“It suited her to make it big. Going very big” – the irrepressible brilliance of the sculptor Phyllida Barlow

Barricades and fins, swaying painted-board planes, uncertain towers and stairways to nowhere; bulbous ovoids like caricature-like beheadings mounted on sticks; large swaths of light-colored but clearly soiled fabric, stacks of discarded pallets, hanging ropes, columns and ideas—all collided in Phyllida Barlow’s often sprawling sculptural installations. “Defining what sculpture is is pointless,” Barlow wrote in a 2018 series of “Provocations.” Barlow, who died at the age of 78, was nothing but provocative – as an artist, teacher, lecturer and writer.

Confrontational, disarming, at times bewildering, her art had an immediate physical presence, a sense of irrepressible materiality, and a palpable vitality. Standing on her commission for Tate Britain in 2014, filling the Duveen galleries, I sometimes feared for my personal safety, let alone my clothes, between all the scrap wood, the chicken wire and papier-mâché, the plaster casts, all that Concrete, scrim and tar.

Despite their size, their works were anti-monumental, a parody of the history of sculpture’s assertive masculinity

I felt I had to crawl to get to the bottom of her work for the Hepworth Sculpture Prize in Wakefield, with its undergrowth of columns under a raised, inaccessible floor. Negotiating the 22 sculptures that filled her UK Pavilion at the 2017 Venice Biennale were not for the faint of heart. It felt like their sculptures didn’t really want us there and things were arguing amongst themselves.

Tangible vitality… Folly, in the British Pavilion during the Venice Biennale, 2017. Photo: David Levene/The Guardian

Barlow could also be personally confrontational, direct, teasing, indiscreet, and prone to pugnacious assertions. Her writings reveal her struggles with her own self-doubt. But as frightening as her sculptures and environments were, there was something warm about her work and about the artist herself.

In her art, things are stacked, stacked and ranked, they fold, they spread, they sway, they sag and break out. She once described her art as an adventure of objects. She reveled in the incongruent and unsynchronized. Her sculptures had no manners. She had a great sense of accomplishment. When the discrete elements, along with many materials, were taken from the studio and constructed on site, she largely improvised her final form. She, like her audience, became a protagonist of the drama, and here lies the energy of her art.

“Why try to compete with the super artists?” she once asked. “Why resort to the macho means of production when you could only twiddle your thumbs and assemble things from the immediate vicinity?” Not the stone yard of the welding shop, but the overcrowded container seemed to be the crucible of their work. Her art was clumsy and immoderate.

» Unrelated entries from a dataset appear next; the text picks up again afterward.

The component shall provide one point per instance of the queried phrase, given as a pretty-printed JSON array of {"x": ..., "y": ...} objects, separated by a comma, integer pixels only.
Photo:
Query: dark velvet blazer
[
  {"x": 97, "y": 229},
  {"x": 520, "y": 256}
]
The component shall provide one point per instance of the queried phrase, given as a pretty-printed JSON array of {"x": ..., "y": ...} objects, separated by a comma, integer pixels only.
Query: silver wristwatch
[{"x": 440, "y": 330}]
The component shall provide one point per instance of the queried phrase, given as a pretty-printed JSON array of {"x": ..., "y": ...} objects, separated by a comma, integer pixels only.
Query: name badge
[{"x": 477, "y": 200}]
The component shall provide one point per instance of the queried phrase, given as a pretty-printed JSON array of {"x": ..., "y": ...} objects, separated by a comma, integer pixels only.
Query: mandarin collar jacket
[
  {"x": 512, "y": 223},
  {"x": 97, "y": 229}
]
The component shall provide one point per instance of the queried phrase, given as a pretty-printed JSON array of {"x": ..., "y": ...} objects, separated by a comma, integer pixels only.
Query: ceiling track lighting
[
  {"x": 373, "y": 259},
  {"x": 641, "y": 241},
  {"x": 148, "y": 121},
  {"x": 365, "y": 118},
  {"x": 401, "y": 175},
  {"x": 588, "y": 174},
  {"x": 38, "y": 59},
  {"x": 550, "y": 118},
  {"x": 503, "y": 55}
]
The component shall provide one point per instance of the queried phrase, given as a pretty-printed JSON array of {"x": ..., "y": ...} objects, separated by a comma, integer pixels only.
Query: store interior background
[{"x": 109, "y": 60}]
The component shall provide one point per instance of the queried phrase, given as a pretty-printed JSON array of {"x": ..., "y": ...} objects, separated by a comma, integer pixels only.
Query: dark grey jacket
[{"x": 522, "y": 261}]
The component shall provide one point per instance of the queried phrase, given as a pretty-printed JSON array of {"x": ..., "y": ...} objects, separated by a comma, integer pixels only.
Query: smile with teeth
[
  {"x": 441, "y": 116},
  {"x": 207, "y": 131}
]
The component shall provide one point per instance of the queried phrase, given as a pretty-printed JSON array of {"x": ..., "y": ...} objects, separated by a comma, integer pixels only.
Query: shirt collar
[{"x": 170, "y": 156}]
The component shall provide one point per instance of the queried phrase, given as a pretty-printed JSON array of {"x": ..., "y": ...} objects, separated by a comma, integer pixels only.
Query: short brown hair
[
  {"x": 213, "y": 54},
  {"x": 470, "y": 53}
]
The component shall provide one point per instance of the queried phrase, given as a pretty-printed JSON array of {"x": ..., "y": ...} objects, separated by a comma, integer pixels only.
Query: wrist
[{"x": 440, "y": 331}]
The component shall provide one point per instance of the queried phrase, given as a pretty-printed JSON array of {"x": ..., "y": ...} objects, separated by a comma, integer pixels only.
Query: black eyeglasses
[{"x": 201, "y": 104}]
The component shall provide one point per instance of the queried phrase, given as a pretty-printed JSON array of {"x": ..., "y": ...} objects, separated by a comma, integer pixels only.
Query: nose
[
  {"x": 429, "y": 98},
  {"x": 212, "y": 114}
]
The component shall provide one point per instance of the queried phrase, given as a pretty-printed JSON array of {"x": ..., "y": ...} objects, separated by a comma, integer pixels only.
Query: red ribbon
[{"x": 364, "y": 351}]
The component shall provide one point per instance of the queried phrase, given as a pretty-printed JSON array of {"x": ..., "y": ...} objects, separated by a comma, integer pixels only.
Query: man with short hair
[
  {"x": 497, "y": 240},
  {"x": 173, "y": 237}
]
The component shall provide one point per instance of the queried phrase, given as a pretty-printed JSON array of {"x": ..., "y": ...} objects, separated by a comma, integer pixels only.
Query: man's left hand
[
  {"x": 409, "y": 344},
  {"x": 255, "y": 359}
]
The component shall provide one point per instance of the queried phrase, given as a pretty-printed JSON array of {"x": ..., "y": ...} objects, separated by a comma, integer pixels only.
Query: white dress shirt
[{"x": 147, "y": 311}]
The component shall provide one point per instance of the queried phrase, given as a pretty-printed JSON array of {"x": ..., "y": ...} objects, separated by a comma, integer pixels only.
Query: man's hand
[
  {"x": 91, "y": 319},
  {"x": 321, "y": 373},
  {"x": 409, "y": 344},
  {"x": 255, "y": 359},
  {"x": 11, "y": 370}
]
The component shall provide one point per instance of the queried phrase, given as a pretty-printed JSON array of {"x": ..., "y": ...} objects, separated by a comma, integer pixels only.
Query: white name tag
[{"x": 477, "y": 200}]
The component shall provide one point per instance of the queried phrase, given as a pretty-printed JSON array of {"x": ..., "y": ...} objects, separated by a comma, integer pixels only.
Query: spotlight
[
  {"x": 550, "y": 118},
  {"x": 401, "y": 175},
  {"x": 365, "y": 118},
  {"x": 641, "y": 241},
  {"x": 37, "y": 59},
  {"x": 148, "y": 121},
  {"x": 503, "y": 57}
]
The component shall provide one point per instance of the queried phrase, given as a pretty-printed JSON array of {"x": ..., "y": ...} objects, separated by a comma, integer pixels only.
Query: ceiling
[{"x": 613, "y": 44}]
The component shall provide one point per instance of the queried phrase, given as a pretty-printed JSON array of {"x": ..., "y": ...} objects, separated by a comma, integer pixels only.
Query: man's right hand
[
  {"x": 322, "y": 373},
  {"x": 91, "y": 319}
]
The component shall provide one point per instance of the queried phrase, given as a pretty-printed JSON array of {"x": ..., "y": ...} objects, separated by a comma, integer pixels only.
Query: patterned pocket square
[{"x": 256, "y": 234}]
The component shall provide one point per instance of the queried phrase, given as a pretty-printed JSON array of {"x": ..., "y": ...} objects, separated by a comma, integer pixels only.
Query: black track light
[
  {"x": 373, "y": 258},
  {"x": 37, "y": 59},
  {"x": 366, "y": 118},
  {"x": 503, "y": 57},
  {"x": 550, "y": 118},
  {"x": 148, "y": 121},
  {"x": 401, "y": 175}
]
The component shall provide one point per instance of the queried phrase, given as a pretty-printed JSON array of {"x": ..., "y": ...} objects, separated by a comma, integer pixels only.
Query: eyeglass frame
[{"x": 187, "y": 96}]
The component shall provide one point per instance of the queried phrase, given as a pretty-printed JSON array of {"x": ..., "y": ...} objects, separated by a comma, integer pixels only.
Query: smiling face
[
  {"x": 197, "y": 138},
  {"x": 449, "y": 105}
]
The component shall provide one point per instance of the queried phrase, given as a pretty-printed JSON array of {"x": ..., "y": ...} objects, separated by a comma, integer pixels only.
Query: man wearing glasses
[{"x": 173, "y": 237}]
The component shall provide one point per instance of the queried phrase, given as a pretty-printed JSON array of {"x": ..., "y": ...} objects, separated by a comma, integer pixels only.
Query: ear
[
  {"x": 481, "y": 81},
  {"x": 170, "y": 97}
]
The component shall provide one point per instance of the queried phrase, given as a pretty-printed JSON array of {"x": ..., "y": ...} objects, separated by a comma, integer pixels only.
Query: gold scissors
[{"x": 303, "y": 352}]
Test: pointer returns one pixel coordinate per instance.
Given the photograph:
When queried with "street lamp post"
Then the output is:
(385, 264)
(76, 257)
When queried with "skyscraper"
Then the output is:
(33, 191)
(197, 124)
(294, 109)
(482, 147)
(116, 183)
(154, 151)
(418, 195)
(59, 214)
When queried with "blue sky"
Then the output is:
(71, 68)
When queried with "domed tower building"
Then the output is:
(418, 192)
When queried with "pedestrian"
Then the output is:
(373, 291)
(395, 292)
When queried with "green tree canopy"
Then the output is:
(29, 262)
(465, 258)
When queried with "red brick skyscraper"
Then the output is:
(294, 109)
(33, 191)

It is only in the last two decades that she has found fame and an audience outside of Britain, where she has been an artist and a beloved and generous teacher to generations of students. For many years she had little commercial success or even recognition. The ramshackle complexity and sculptural breadth and awkwardness of her work spoke against her. Her work was more of a journey than a trail of individual works. One thing leads to another and the other and the other.

Even individual works were a series of movements and passages, gags and routines. Going big suited Barlow. It increased their talents. Growing up suited her best. Yet her works, despite their size, were anti-monumental, a wonderful parody of sculpture’s history of self-centered masculinity, a burlesque of sculptural heaviness. She played and struggled with her unruly materials, in an art of amusement and lamentation. What a loss that is.